Here I continue my effort to write an accessible introduction to Parallel Distributed Processing.  In Part I, I introduced units, connections, and connection strengths.  In Part 2, I introduced the concept of the activation function, and the difference between linear and saturating (e.g., sigmoidal) activation functions.  Here, in Part 3, I briefly describe the difference between shallow and deep networks at a level hopefully suitable for a beginner.  With vampires (and werewolves, etc)!

5.  Complication:  Deep Networks  At this point, the network is configured to tell Sookie how much danger—broadly categorized—she is in in any particular romantic configuration.  Say, however, that Sookie wants a more detailed breakdown of the peril that is likely to befall her than simply whether she will be in danger or not.  Perhaps she wants to know, for a given situation, what the likelihoods are that she will 1) have her blood drained 2) be shot by a werewolf 3) be shot by a human hunting the shapeshifter or 4) just be penetratingly chastised by the best friend of one of the humans.  We might imagine that the likelihood of each of these consequences is related to how much danger Sookie is in in totum.  Thus, we might extend our network to look more like this:

Figure 7 is a very simple example of what we would call a deep network.  It is deep because it has more than 2 layers.  “Deep” networks can be arbitrarily “deep”, that is, while Sookie’s network has 3 layers, there’s no reason it couldn’t have 4, or 5, or 100.  In deep networks, we will refer to the inputs still as inputs, the outputs still as outputs, but all non input/output layers as hidden.  In Sookie’s network, the inputs are still the suitor units, the outputs are now the danger constituent units, and the DANGER! unit is a hidden unit.  In what we read, the input and output units will usually (but not always) be more important to understand than the hidden units.  That is because, unlike in Sookie’s network, the hidden units won’t always refer to easily labeled quantities:  they will simply be a way of mathematically transforming the input in to the output.

The advantage of deep networks is that the deeper they get, the more fine-grained problems they can solve—in this example we have recoded simple “DANGER” in to some of its constituent parts.  However, deep networks come with a significant disadvantage:  the more layers that are added, the longer they take to train (exponentially so).  This is a consequence of back-propagation through time, the training algorithm that is typically used to train this kind of network (though there are other algorithms that are faster-- training routines for deep networks is an active area of research in machine learning).
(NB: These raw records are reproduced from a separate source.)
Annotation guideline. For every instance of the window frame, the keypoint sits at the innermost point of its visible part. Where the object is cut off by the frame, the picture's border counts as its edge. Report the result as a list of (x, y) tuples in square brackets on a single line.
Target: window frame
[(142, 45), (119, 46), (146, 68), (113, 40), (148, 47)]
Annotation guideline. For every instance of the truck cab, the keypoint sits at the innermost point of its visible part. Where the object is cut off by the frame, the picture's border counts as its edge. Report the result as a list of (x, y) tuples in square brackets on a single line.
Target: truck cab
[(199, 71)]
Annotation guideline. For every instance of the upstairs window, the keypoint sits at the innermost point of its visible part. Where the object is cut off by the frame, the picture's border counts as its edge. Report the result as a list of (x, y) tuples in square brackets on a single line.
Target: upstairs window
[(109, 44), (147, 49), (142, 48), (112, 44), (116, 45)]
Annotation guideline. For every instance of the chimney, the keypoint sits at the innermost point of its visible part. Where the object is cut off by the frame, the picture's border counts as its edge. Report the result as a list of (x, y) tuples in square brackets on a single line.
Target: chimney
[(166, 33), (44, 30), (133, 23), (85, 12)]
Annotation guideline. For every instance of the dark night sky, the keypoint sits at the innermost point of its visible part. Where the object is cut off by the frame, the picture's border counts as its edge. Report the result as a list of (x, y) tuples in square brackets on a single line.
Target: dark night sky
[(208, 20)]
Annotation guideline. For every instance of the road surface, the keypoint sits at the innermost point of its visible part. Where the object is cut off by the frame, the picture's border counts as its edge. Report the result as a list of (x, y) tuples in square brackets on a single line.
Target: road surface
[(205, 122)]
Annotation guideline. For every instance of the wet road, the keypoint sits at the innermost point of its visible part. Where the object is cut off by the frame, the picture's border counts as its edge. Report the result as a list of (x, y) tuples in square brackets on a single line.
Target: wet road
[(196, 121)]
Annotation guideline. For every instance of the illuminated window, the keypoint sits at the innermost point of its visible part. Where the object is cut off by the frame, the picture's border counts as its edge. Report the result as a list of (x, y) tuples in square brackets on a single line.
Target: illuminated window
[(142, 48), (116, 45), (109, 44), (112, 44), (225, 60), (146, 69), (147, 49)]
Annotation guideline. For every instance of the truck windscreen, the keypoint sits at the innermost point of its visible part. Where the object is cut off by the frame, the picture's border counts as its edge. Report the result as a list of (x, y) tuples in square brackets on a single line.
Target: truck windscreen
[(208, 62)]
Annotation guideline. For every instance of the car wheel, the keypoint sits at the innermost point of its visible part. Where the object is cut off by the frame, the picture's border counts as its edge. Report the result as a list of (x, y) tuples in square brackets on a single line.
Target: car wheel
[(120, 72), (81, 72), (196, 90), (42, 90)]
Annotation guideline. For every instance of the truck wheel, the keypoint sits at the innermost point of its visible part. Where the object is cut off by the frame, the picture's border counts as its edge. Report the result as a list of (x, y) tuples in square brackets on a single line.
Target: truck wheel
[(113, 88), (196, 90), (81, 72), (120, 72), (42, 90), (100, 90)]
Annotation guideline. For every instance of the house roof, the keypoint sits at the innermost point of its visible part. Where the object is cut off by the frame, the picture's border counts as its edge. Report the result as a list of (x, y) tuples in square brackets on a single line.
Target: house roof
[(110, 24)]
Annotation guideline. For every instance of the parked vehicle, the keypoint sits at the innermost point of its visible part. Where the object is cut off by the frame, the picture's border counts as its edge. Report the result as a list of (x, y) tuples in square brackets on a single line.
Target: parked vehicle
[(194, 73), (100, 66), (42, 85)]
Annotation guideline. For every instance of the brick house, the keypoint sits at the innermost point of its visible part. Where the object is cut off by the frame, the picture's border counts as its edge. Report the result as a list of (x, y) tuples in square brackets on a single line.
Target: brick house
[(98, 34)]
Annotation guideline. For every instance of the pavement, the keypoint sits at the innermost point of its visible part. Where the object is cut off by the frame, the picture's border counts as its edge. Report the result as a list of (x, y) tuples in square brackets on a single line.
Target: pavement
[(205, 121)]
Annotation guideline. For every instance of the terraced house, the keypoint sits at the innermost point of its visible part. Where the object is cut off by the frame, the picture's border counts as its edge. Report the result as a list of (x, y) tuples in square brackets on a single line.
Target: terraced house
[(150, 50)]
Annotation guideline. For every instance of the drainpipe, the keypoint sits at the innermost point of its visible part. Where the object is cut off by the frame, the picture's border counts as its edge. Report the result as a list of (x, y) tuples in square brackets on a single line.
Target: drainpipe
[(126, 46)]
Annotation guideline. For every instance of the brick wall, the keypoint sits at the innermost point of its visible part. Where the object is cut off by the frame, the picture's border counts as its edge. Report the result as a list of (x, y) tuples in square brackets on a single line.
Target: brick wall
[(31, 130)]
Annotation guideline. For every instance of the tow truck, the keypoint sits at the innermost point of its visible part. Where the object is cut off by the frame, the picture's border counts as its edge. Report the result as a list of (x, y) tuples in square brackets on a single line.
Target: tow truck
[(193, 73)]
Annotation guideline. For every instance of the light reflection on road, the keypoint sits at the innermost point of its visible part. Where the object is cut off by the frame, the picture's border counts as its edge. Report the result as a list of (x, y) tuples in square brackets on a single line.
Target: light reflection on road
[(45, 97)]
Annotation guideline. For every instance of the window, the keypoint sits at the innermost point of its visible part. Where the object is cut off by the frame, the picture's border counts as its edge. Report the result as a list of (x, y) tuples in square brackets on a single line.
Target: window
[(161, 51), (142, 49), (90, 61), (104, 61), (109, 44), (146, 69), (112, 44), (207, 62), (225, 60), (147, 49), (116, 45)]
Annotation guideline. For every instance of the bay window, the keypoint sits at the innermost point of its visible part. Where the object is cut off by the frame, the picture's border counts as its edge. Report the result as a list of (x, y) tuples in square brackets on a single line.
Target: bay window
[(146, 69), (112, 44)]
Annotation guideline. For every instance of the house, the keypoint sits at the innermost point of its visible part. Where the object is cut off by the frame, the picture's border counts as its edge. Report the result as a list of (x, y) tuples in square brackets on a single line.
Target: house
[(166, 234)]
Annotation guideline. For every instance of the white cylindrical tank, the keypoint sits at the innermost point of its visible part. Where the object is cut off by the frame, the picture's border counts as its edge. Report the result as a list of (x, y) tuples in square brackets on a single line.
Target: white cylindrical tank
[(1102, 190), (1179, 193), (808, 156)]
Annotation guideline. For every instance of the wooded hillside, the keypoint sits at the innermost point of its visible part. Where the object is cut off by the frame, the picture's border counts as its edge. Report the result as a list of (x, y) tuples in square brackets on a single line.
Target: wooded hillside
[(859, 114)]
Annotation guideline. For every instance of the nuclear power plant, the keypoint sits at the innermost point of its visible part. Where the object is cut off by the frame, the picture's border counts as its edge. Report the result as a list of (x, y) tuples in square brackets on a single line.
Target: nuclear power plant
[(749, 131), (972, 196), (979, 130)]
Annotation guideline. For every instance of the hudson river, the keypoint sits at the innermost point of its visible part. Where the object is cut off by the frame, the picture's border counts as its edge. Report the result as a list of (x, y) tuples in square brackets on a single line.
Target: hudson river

All of the networks we will read about in this class will be deep, to a greater or lesser extent.  However, this shouldn’t trip you up:  deep networks work exactly the same as our original 2 layer network.  That is, activation starts in the input layer, and then flows to the second layer.  In Sookie’s case, activation begins with her paranormal suitors and flows to the danger unit.  Activation then flows in exactly the same way to subsequent layers.  Again in Sookie’s case, activation flows from the DANGER! unit into each of the constituent danger units in exactly the same manner that it go to the DANGER! unit in the first place.  The networks we read about may seem a lot more complicated than this due to the way they are described, but in reality activation flowing from one level to another is all that ever happens.